Only when I had gone outside did I realize that I was dressed not in the Mantle of Death, but in the swamp-colored looxi I had been wearing during my recent gluttonous outing with Sir Kofa. I shrugged. I didn’t have the strength to go back and change. The house awakened painful memories, too fresh for me to want to run up against them again. But going to work in these clothes wasn’t exactly appropriate, either.

I’ll take a walk through town, calm down a bit, do some thinking, and then we’ll see, I decided, turning into the first alleyway I came to.

My legs carried me along wherever they wished. I tried not to interfere. My memory, and the urge to get my bearings in my surroundings, were suspended for the time being. My thoughts also seemed to have taken a short vacation, and this was wonderful. I must admit, I hadn’t counted on this kind of relief.

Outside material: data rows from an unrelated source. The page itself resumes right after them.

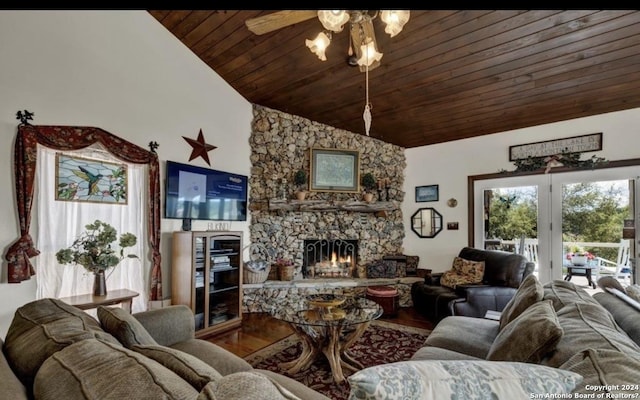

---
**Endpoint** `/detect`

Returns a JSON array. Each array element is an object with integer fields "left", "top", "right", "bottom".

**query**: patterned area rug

[{"left": 244, "top": 320, "right": 431, "bottom": 400}]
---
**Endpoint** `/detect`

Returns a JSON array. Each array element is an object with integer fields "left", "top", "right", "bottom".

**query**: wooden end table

[{"left": 59, "top": 289, "right": 139, "bottom": 313}]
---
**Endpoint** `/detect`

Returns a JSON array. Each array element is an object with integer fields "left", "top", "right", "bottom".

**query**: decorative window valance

[{"left": 5, "top": 124, "right": 162, "bottom": 300}]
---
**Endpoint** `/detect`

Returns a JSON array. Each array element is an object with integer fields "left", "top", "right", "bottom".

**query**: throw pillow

My headlong flight through the night was interrupted by the rind of some exotic fruit. I slipped, plopping down on the sidewalk in the most inelegant manner. It was good I wasn’t wearing the Mantle of Death-this clumsy footwork could easily have soiled my sinister reputation. The unexpectedness of my fall from grace also jolted my memory, letting loose a stream of curses from my far-off homeland, long slumbering in the recesses of my memory. Two men who were coming out of a tavern stared at me in unfeigned delight. I went quiet, and realized I should pick myself up off the mosaic sidewalk. Praise be the Magicians, at least it was dry.

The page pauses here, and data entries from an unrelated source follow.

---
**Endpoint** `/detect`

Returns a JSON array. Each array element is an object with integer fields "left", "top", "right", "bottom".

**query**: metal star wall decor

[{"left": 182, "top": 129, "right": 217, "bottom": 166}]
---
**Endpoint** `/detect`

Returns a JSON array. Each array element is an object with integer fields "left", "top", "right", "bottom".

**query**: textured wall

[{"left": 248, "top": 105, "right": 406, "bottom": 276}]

I got up and looked at the signboard over the establishment from which the two men had just emerged from. The name of the tavern struck me as more than fateful: The Vampire’s Dinner. I smiled bitterly and went inside. What I found was fully in keeping with my expectations, and filled me with a sense of foreboding. In the semidarkness stood the solitary silhouette of the barkeeper. His hair was disheveled and his eyelids glowed phosphorescent. From his ear, naturally, dangled the Earring of Oxalla. I began to feel more cheerful. This is where I should have brought Melamori for our discussion today. I think the proprietor of this establishment would certainly have been on my side.

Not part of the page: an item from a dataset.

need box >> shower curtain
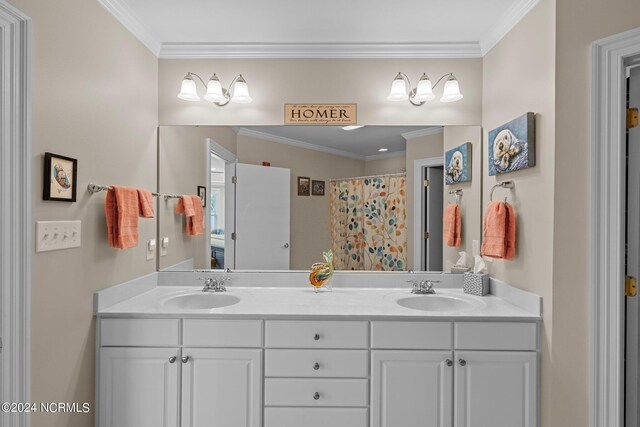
[329,173,408,271]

I sat down at the table farthest from the door. The surface was daubed with red paint. These were supposed to represent spots of blood. I considered for a moment, then ordered something from the Old Cuisine. I was lucky that unhappiness always improved my appetite.

I was served a harmless-looking piece of pie with no outward signs of the vampire esthetic. When I made a tiny incision, the pie literally blew up like a piece of popcorn that explodes over a sizzling hot fire. On my plate there was now an airy cloud of a substance so delicious I had to order another one as soon as the first portion was gone. By the way, this culinary confection was called Breath of Evil.

When I had fallen into a blissful stupor, I ordered some kamra and began to fill my pipe. On top of all the other misfortunes, my meager supply of cigarette butts had dried up. That’s how it always was with me: if it rains, it pours.

5 commentaires:

Anonymous said...

Nice. I just picked this one up at Borders and added it to my to read pile, although to read mountain might be more apt especially given its size. The cover looks even cooler in person.
-Michael P.

Okie said...

Great excerpt. I'm looking forward to this one.

dteve3 said...

I read a just over 100 pages of The Stranger and I gave up. It was really boring and I did not get the comedy at all. I think this is a book you will either love or hate. I loved Peter Brett's The Warded Man, which I had just finished before The Stranger and the two books could not be more different. Just not for me.

whitedow said...

Is it as good as it sound? I like it.

Anonymous said...

I loved it to no end when first reading it in Russian, but I doubt I'd make through even the first book in English. It's like trying to read Pratchett in Russian: you can feel there was something brilliant about the original text, but--well, it remains in the original.
Still, learning Russian for the purpose of reading this book only is slightly too much to ask :>>
It's quite unlikely that English-reading audience will like the language and the jokes, but there still is a chance of loving the characters, the world and the story. I hope so.